Probability Theory — A Primer - nickmain
http://jeremykun.com/2013/01/04/probability-theory-a-primer/

======
rgarcia
If this kind of stuff interests you, you should check out the lecture videos
from Harvard's Stat 110: <http://stat110.net>. Prof. Blitzstein is hilariously
nerdy but still has a very clear presentation style (he had kind of a cult
following back when I took the course [1]). If video isn't your thing, the
article here is basically the first few chapters of the textbook [2].

[1] <http://www.youtube.com/watch?v=iAwS7vzvLnY>
<http://www.youtube.com/watch?v=TQvVLhWOiis>

[2] [http://www.amazon.com/First-Course-Probability-7th-
Edition/d...](http://www.amazon.com/First-Course-Probability-7th-
Edition/dp/0131856626)

------
loup-vaillant
For a moment I thought I would read something like Jaynes book, only simpler.
Much examples and definitions, but not many ties to real world problems. It
sounds quite arbitrary, in fact.

I think that a good primer needs to talk of probabilities as degrees of belief
from the start. Then sketch the basic premises (Probabilities are encoded in
real numbers, they abide common sense, and are consistent). Then go on to the
[0, 1] interval and state the product and sum rules. We can gloss over Cox
theorem, though we probably should stress that the sum and product rules are
not axioms, but theorems based on the basic premises above.

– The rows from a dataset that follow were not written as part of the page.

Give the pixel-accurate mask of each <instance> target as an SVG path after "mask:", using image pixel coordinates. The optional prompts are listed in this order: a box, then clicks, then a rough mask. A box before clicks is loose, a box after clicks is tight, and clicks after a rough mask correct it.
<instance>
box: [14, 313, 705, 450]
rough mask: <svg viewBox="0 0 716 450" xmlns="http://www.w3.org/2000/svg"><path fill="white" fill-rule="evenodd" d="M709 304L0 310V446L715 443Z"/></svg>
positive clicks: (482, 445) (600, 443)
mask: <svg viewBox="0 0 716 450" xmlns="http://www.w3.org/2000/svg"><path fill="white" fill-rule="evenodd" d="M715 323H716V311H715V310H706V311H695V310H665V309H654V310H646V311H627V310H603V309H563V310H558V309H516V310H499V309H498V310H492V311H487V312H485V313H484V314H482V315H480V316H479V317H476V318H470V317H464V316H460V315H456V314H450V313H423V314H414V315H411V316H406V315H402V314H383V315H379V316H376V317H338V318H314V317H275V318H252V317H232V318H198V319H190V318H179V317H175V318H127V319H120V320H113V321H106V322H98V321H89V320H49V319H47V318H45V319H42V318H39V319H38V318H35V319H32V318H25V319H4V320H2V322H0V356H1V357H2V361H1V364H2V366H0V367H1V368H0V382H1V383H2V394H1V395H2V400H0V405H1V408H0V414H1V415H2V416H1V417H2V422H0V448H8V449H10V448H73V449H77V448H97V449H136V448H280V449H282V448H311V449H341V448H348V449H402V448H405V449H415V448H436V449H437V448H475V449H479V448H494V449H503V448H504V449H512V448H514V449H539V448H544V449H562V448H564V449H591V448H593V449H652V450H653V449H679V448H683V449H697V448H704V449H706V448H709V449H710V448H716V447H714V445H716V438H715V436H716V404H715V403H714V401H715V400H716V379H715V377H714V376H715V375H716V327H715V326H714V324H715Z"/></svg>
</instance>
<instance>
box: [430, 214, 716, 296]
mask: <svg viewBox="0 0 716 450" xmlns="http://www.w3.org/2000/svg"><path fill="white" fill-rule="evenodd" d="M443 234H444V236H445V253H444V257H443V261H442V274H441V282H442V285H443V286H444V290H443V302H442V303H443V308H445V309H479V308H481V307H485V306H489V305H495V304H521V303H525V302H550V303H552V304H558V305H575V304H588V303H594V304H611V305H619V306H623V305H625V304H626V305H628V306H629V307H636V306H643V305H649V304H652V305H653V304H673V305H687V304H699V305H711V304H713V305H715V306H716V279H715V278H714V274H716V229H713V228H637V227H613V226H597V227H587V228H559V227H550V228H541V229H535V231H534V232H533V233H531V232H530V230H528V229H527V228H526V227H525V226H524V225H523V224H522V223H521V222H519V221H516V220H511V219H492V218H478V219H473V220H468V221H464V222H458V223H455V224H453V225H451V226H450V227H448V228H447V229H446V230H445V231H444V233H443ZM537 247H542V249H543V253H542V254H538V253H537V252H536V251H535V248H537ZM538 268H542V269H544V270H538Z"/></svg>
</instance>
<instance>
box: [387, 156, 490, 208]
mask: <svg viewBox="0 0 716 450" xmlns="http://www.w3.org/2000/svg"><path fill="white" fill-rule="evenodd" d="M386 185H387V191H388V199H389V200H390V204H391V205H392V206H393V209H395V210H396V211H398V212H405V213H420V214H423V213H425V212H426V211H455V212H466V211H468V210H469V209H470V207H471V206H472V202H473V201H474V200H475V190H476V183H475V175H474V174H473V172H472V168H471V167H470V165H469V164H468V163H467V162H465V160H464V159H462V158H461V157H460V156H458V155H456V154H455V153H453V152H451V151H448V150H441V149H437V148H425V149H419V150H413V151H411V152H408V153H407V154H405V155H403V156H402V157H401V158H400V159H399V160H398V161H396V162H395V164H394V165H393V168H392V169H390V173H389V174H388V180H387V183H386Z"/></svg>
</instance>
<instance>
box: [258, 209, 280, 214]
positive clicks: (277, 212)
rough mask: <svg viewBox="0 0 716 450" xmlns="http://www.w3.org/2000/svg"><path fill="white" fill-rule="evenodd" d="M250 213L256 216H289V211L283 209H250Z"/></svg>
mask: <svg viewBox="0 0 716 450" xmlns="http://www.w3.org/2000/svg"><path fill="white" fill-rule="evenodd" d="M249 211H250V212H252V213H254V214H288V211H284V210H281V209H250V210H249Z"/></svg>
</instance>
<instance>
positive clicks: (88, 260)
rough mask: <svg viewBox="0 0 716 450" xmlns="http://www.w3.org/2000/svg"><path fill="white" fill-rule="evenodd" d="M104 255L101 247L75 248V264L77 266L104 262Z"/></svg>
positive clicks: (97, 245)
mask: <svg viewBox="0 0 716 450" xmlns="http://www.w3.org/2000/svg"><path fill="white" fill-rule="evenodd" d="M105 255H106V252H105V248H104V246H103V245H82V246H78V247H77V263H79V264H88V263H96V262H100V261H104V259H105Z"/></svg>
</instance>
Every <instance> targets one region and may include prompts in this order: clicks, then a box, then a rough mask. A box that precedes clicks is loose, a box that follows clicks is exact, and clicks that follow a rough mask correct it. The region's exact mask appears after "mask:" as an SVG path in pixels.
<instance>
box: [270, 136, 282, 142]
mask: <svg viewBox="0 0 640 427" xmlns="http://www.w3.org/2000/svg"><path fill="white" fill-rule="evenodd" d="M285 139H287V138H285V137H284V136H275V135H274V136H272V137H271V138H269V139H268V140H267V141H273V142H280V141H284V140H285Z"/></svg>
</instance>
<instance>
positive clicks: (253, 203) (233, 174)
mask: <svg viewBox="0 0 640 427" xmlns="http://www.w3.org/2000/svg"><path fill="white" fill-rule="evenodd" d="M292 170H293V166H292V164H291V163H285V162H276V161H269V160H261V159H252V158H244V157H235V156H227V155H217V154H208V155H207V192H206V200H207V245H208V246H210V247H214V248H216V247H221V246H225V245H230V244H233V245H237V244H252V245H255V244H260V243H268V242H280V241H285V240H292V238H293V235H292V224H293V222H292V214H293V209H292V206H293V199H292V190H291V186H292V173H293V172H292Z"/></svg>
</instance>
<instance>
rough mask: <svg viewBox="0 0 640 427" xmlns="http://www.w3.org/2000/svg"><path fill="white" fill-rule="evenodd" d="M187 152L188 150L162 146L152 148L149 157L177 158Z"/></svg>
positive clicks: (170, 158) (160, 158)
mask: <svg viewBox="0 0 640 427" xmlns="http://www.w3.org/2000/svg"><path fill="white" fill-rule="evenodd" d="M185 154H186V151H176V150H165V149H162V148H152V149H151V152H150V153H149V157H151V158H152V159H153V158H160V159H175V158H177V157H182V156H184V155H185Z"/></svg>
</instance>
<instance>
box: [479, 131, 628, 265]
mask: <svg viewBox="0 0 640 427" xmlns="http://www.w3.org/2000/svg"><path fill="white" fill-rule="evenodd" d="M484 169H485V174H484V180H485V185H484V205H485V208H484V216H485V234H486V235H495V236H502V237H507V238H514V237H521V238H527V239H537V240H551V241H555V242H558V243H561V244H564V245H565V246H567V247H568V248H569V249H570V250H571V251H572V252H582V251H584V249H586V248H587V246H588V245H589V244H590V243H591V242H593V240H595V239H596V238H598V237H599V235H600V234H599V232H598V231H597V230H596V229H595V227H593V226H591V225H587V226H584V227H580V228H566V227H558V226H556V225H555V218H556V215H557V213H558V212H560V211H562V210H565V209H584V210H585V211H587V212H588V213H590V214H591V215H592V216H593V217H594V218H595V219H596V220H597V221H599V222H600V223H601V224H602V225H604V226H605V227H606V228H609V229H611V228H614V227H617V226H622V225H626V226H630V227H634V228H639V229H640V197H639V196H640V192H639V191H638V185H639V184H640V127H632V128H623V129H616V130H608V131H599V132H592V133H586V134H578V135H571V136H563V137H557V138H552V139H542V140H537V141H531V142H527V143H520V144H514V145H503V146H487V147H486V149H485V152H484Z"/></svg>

And _then_ , one can talk about probability distributions, random variable and
"probability space", in terms of the above.

From then, one would understand why a toss of a die yields a uniform
distribution: not because the dice itself is "fair", but because we just have
no idea whatsoever which side will come up, and don't have any reason to
favour any hypothesis over the others. This distribution is not a property of
the die, but a measure of our own ignorance.

------
StevenXC
I just spent some time going though this blog - very interesting stuff,
ranging from probability to code to topology to poker puzzles. Nice link.

------
tom_m
If you guys like probability and real world examples, you may wish to follow
my research (and educational process) here:
<http://www.shift8creative.com/posts/social%20media>

I'll be updating it with more geeky math and how it relates to social media in
the future.

I'm not a statistician or mathematician, so I really appreciate this article
and the links in the comments. Thanks!

------
polskibus
Does anyone know of a similar resource but with real world examples and
perhaps R snippets? Would be great if I could practice two things at the same
time.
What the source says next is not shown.